ここに書くことは、ひとつの答えではなく、いろいろな答えの中から印象に残ったものを集めたものですが、ある回答では、「ヤマハのSあたりになると全面ウレタン塗装となり、見た目は美しいが非常に硬度のある材質なので、果たして木材の呼吸にそれが相応しいかどうか疑問に感じる」「日本人は音楽の歴史が浅く、どうしても高価なピアノを美術品的に捉える傾向がある」のだそうです。ウーンなるほどと思いつつ、そもそもウレタン塗装ってピアノにとってそんなに高級でいいのかといきなり疑問です。
また、ピアノ運送の仕事をしているという方からの回答でしたが、これが含蓄に富んだおもしろい答えでした。
まず「製品精度としてはダントツにヤマハ」と太鼓判を押していました。
「必要があってパーツを取り寄せても、ヤマハは同じモデルなら一発で装着できるのに対して、スタインウェイなどでは年式やモデルによって調整や加工が必要だったりで、メーカーに問い合わせをしても「そっちで合わせろ」というような答えが返ってくる」とのことですから、ヤマハのそういう面での優秀さと確かさはやはりすごいものがあると思わせられます。
実際の運搬に際しても、「ミシリともいわないヤマハに対して、スタインウェイはゆるゆるで、製品としての頑丈さは文句なくヤマハです」ということでした。
しかし、つけ加えられていたこと(ここが重要!)は、「しかし、製品精度と感銘を与える音の響きは比例しない。」「仕事はヤマハのほうがしやすいが、音は個人的にスタインウェイのほうが好み」と言っているあたりは、運送屋さんながらピアノの本質がわかっていらっしゃるなかなかのご意見だと思いました。
以前、スタインウェイに心酔する関西の大御所に聞いたところによれば、スタインウェイはただのボディの段階ではゆるゆるに作られているそうで、フレームを組み入れ、弦を張ってテンションがかかった段階ではじめてすべてが収束し、ピアノにかかる全体のバランスがこのとき取れるようになっている、非常に凝った、奥の深い設計をしているということでした。
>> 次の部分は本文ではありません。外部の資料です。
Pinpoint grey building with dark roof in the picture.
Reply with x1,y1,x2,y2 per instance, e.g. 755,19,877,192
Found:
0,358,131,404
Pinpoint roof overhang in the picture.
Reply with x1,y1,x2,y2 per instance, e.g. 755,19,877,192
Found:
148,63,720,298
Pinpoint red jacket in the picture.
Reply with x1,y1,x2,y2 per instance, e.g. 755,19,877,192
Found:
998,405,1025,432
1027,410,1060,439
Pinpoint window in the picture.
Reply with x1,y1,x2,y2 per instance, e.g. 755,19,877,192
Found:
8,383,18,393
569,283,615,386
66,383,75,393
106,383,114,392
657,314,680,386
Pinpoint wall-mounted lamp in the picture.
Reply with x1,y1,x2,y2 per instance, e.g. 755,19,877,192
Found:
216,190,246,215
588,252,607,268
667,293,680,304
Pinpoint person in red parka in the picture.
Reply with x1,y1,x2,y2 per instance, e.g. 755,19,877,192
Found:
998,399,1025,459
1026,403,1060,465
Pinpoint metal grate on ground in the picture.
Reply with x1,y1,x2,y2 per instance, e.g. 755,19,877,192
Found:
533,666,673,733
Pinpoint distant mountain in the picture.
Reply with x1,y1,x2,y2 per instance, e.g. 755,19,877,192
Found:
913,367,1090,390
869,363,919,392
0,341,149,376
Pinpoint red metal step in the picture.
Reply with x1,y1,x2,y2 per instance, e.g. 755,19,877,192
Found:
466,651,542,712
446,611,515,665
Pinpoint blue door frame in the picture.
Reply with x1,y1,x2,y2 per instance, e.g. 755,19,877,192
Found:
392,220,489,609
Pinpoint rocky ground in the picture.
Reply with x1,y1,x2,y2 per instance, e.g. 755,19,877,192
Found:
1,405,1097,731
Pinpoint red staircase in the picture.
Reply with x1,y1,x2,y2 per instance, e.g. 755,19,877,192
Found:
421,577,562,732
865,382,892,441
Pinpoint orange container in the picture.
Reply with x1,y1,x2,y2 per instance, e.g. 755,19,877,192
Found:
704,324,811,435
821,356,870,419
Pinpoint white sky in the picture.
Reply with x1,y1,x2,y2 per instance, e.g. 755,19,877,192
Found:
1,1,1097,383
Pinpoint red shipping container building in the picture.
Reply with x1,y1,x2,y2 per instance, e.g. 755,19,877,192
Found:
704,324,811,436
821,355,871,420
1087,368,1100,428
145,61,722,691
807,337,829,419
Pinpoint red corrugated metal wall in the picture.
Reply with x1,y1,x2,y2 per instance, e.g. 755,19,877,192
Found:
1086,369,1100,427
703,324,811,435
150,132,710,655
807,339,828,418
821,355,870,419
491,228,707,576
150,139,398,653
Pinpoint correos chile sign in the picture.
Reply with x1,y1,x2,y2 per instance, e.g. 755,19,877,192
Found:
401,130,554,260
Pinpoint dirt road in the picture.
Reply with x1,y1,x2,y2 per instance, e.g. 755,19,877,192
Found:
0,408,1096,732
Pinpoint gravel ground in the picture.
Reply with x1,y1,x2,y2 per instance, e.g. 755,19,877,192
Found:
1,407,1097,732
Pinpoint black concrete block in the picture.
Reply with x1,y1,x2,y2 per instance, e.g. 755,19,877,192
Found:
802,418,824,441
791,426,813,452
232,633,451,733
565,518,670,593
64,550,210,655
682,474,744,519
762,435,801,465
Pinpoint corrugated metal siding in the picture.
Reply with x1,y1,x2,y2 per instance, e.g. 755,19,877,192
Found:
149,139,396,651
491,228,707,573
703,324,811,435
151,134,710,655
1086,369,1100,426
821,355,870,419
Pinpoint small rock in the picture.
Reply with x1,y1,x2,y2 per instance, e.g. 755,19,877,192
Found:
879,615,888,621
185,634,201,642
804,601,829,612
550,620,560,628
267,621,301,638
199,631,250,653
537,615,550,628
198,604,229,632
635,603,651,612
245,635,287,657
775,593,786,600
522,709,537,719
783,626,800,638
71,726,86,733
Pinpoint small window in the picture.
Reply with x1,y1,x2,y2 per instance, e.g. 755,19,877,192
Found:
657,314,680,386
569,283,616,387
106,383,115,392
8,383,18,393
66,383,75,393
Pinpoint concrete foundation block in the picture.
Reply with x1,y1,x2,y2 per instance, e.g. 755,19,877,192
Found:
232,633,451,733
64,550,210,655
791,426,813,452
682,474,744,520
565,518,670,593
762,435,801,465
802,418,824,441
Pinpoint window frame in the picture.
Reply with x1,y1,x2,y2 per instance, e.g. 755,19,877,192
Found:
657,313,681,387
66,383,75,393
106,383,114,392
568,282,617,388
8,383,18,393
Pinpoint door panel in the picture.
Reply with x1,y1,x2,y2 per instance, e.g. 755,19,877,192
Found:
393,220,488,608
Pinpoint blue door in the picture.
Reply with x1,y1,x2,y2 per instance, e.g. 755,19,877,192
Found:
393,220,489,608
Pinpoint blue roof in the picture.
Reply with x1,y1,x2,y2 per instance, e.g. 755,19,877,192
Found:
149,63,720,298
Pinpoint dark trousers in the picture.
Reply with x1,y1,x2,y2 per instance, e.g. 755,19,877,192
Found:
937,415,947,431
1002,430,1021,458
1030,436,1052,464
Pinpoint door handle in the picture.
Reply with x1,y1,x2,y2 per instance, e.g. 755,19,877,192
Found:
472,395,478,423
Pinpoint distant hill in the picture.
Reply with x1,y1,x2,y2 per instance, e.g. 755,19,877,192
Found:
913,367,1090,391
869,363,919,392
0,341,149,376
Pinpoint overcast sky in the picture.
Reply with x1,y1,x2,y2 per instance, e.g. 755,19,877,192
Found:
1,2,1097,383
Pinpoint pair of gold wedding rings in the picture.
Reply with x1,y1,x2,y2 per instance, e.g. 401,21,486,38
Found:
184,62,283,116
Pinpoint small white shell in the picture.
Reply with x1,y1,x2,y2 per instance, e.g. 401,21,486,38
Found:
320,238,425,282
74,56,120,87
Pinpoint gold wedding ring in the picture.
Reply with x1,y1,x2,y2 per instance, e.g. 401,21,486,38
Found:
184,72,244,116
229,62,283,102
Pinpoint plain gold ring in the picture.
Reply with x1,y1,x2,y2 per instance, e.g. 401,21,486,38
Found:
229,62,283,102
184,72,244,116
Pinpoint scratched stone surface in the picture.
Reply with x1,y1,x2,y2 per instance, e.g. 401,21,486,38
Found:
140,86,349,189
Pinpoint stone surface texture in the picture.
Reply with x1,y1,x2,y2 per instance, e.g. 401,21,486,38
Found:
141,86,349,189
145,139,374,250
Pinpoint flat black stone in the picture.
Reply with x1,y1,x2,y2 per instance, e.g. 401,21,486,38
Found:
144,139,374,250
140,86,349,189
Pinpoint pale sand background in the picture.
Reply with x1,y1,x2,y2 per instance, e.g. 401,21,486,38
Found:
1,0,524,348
だからボディだけの状態と、フレームを組み入れ弦を張った状態とでは、わずかに寸法さえ変わるのだとか。
氏はその事に関して「断崖絶壁のぎりぎりのところに不安定な椅子を置いて、それに座ってバランスを取りつつ平然とコーヒーを飲んでいるようなもの」と喩えたものでした。
それに対して、ヤマハはボディと支柱にいきなり蟻組などを施して、初手からガチガチに作り過ぎるからダメで、しょせんは大工仕事の発想で、楽器製作の根本がわかっていないと、その巨匠は熱く語っていたのを思い出します。
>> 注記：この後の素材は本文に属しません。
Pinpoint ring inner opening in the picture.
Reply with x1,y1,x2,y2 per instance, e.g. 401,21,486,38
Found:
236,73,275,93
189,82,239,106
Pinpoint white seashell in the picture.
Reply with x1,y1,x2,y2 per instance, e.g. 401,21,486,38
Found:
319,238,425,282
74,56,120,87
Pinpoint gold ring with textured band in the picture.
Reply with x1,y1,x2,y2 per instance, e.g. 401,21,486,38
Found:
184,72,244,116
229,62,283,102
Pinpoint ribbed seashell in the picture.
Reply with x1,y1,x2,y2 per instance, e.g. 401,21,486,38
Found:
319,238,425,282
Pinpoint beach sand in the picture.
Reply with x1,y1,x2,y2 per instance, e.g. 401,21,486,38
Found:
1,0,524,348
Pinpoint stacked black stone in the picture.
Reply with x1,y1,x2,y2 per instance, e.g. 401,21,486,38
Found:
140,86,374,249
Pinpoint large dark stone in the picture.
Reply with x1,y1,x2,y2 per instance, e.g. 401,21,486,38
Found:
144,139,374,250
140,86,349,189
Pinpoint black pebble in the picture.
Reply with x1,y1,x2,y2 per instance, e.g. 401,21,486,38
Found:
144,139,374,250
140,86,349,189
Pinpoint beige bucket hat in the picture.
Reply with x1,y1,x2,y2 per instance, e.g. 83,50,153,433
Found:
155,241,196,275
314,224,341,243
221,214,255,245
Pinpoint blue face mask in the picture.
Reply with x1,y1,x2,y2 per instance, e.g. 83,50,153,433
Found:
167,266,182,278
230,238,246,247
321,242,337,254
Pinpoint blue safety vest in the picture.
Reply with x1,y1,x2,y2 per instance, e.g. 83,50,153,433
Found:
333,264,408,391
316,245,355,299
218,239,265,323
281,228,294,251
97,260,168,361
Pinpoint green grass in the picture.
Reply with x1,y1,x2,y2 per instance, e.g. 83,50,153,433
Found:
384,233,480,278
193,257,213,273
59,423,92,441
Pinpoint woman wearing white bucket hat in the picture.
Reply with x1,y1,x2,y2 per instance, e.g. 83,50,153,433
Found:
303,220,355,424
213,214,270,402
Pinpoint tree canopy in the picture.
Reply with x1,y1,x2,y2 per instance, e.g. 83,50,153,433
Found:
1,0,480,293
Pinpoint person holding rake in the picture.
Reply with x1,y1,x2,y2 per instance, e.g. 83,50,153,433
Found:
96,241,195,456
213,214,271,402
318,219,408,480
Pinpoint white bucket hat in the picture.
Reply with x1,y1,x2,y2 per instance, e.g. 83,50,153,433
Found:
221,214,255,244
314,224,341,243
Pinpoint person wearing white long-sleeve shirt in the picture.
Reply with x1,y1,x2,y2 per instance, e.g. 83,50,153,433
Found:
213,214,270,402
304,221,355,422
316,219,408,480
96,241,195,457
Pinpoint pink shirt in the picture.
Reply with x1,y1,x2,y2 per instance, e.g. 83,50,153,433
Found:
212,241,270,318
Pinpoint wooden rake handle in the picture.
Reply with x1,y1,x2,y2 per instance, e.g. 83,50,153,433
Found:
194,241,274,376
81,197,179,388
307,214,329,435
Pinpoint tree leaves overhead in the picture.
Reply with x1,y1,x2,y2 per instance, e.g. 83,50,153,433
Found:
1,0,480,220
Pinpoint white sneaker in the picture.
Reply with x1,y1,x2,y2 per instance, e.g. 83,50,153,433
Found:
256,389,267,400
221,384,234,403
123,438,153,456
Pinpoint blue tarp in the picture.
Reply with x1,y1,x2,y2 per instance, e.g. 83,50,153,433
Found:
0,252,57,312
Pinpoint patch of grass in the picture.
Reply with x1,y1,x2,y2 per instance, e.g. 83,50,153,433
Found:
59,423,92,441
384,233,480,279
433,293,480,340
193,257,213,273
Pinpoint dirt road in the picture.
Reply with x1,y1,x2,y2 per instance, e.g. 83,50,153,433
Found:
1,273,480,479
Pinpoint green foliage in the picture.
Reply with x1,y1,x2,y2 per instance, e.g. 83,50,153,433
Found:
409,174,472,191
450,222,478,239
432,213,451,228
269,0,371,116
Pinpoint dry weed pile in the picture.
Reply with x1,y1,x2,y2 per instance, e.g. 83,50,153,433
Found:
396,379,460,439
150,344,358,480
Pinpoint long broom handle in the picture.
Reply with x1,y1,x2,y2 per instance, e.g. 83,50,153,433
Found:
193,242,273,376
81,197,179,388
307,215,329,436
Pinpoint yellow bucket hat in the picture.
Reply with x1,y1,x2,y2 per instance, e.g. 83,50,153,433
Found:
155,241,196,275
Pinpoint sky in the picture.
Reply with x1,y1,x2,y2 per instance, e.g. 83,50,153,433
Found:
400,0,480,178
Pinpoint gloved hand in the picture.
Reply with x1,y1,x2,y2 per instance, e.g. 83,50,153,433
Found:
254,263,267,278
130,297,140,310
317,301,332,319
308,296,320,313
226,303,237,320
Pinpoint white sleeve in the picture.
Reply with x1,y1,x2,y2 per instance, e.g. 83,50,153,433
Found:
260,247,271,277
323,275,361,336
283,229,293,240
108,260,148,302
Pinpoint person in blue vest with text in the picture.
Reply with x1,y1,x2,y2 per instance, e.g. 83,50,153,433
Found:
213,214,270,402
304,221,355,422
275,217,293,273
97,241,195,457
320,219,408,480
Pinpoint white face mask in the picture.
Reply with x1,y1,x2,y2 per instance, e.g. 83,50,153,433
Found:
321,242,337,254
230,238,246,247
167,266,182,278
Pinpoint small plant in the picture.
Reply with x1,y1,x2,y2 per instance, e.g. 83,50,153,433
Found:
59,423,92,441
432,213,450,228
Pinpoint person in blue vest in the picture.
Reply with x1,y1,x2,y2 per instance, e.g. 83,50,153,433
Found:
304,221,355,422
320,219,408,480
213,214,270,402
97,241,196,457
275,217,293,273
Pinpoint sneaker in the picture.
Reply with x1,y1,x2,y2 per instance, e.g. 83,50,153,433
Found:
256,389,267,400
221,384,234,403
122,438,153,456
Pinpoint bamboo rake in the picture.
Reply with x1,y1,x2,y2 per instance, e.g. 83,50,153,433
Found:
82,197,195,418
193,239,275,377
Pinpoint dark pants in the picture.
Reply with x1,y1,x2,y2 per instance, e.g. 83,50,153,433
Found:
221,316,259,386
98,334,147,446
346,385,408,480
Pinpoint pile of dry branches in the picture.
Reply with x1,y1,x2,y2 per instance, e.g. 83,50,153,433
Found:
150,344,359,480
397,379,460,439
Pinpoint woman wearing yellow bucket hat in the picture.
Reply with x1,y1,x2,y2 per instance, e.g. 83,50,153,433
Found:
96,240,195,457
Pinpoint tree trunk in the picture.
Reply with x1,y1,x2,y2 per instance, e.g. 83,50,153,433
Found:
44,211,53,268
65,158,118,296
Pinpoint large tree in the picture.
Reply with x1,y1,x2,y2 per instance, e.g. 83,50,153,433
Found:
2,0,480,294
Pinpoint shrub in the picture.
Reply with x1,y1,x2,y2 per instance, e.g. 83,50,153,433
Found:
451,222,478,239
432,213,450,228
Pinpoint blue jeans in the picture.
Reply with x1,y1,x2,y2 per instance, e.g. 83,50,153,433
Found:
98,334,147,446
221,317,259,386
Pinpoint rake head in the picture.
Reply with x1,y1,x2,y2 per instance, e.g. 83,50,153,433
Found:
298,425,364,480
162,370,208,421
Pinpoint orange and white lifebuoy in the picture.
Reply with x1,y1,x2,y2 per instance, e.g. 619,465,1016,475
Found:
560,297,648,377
したがってスタインウェイの場合は運搬時、とりわけクレーンで吊って搬入するようなときに、間違ってもピアノの支柱(裏側にある大きな数本の柱)にロープをかけてはならないのだそうで、スタインウェイのことを良く知る運送会社は絶対にこれをせず、ピアノが括りつけられた台座ごとロープをかけるが、ときどき無知な業者がこれをやってしまって最悪の場合はピアノに深刻なダメージを与えるとも言われていました。
そこで思い出すのは、あるピアノ店のホームページで「スタインウェイを納品しました」ということで、マンションの上階へクレーンで吊ってD型を搬入している写真が掲載されていましたが、なんとピアノは搬入前に歩道で梱包を解かれ、大屋根さえ外した状態の丸裸の状態、しかも支柱にしっかり太いロープが巻き付けられた状態で空中につり上げられており、思わず背筋が寒くなってしまいました。
話が脱線しましたが、ヤマハのSシリーズとスタインウェイのどちらを購入するかで悩んでいる人というのは結構いらっしゃるようで、値段が倍以上違うのでそれに見合う価値が本当にあるのかといったところなんでしょう。おもしろいのは弾く本人は試弾してヤマハを気に入っているのに、音楽に興味のないご主人のほうがスタインウェイの音を敏感に聞き分けて、断然こっちだと言い出すケースもあるようです。
また、不思議なことに、ヤマハの高級機種は検討範囲であるのに、カワイのSKシリーズは視野にも入っていない例がいくつもあり、回答者の一人が、カワイのSKは弾くとかなり心がぐらつくので一度試してみてはどうかというアドバイスをしていました。やはり一般的にヤマハとカワイではお客のほうにも相当な意識の差があるというか、端的に言えば客層が違うということなんでしょうか?
すくなくともヤマハのユーザーにとってカワイは眼中にないようで、このあたりはカワイユーザーでもあるマロニエ君としては複雑な心境です。
訳がわからなかった回答としては、しきりにヤマハをすすめる人がいて、しかもその人はスタインウェイのBとベーゼンドルファーの225を持っているということでした。
この人のアドバイスは、高級輸入ピアノは維持費が大変だからヤマハをオススメというのがその理由で、ずいぶんと上から目線なご意見で、それ自体にも違和感を感じましたが、そもそもスーパーカーじゃあるまいし、維持費ってなにがそんなにかかるのだろうと思いますが、具体的にはなにも記述はされていませんでした。